BREAKING DOWN Conversion Ratio
There are two main types of capital fundraising tools: debt and equity. Debt must be paid back, but it is often cheaper to raise capital by issuing debt than it is equity due to tax considerations. Equity does not need to be paid back, which is helpful in difficult times or when earnings growth is negative. Raising capital with equity relinquishes ownership and ownership brings voting rights. Even though equity takes a back seat to debt in terms of credit, shareholders benefit from share price appreciation when earnings growth is strong. The interest rate paid to debt holders stays the same regardless of earnings performance.
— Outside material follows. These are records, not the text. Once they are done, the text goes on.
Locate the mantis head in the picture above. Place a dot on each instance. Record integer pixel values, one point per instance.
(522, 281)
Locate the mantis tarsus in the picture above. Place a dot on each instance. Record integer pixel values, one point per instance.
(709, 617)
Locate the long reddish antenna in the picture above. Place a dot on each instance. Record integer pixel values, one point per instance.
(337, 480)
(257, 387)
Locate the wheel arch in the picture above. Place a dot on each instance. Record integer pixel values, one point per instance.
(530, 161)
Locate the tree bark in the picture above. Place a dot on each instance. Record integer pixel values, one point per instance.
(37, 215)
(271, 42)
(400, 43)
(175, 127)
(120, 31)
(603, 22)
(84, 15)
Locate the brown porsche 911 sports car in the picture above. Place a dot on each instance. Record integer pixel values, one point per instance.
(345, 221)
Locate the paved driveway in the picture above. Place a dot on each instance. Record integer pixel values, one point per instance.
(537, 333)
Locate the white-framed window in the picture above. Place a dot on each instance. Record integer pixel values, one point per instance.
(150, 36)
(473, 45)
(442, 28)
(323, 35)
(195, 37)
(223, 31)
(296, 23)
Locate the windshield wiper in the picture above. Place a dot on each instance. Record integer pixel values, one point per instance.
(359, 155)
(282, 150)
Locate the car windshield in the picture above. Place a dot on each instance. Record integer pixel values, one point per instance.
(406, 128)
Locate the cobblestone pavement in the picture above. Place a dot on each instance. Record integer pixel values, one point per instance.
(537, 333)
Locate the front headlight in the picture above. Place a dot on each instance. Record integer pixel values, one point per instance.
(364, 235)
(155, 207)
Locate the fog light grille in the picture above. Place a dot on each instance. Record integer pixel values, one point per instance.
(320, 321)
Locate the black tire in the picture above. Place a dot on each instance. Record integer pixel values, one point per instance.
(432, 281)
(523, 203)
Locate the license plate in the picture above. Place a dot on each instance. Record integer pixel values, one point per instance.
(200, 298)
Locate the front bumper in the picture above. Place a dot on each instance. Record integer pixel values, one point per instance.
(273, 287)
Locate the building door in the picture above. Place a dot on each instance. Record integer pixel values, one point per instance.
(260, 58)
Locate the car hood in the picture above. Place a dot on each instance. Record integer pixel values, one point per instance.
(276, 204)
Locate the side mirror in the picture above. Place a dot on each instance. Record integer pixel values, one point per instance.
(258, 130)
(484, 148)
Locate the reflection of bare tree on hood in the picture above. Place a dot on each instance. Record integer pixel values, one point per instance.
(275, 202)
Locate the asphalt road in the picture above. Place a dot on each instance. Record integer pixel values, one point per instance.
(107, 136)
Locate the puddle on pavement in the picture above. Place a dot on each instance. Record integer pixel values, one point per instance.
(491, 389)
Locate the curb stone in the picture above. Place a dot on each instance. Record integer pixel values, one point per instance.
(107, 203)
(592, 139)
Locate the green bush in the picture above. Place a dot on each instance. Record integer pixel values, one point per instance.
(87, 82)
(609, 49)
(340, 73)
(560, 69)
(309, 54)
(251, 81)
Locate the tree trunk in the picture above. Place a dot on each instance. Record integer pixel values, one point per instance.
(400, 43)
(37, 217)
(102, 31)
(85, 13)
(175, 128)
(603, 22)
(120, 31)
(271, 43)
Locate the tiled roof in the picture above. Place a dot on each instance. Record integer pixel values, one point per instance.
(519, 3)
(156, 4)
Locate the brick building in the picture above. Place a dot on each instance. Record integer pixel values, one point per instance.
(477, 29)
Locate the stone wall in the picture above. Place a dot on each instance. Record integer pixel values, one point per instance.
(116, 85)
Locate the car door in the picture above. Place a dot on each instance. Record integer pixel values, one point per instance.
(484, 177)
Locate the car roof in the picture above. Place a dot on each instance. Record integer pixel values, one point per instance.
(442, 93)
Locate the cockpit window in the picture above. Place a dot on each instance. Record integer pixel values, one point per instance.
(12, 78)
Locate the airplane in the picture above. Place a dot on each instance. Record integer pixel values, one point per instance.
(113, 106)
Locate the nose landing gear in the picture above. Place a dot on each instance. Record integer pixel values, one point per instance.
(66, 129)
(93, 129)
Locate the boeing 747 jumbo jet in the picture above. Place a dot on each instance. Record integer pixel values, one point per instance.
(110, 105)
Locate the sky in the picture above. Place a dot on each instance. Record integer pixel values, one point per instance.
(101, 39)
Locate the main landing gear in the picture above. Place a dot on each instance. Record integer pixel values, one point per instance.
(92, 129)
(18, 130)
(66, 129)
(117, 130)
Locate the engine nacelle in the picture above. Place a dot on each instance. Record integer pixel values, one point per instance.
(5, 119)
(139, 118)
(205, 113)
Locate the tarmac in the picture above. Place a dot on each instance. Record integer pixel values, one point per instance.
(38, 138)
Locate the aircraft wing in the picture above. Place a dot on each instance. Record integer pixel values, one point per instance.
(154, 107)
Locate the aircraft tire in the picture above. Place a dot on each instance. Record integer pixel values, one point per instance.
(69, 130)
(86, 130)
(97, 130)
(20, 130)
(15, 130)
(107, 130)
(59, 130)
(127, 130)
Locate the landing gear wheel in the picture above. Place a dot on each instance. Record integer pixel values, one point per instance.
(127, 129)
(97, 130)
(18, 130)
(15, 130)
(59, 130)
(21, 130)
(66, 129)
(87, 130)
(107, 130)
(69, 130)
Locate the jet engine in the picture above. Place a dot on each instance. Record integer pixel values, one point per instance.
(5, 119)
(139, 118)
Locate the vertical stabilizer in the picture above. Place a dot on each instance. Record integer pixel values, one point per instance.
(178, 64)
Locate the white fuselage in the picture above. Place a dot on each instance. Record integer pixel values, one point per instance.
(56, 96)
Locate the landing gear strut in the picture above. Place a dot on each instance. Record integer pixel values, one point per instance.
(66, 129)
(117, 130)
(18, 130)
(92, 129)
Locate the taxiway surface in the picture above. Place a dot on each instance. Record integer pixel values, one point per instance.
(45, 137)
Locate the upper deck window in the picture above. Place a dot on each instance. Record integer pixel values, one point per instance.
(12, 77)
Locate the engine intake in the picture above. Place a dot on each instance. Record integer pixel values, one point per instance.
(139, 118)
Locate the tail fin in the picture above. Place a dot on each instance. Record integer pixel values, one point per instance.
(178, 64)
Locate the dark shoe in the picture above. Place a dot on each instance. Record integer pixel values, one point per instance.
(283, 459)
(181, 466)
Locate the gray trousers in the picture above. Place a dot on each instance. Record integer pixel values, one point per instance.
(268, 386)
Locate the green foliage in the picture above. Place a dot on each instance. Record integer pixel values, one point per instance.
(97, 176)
Each fundraising method has its advantages and disadvantages. One way investors and companies take advantage of both worlds is with the use of a hybrid security called a convertible. The conversion ratio tells investors how many common shares they get in exchange for a convertible bond or stock. The company sets the conversion ratio and date at the time of issue.
Convertible Debt Example
Convertible debt is a debt hybrid product with an embedded option that allows the holder to convert the debt into equity at some point in the future. The registration statement tells investors the number of shares to be granted. For example, one bond that can be converted to 20 shares of common stock has a 20 to 1 conversion ratio. The conversion ratio can also be found by taking the par value of the bond, which is generally $1,000, and dividing it by the share price. A stock trading for $40 has a conversion ratio equal to $1,000 divided by $40, or 25.
Convertible stock is a hybrid equity product. Preferred stockholders receive a dividend like a bond and rank higher than equity in case of liquidation, but they have no voting rights. Converting to stock gives the preferred shareholder voting rights and allows her to benefit from share price appreciation. For example, if a company issues convertible preferred with a 5% dividend and a conversion ratio of five, it means the investor gets five common shares for each share of preferred shares. If the preferred stock is trading at $100, the conversion break-even price on common shares can be determined by dividing the price by the conversion ratio, which is $20.
In both instances, the conversion ratio drives the price of the convertible.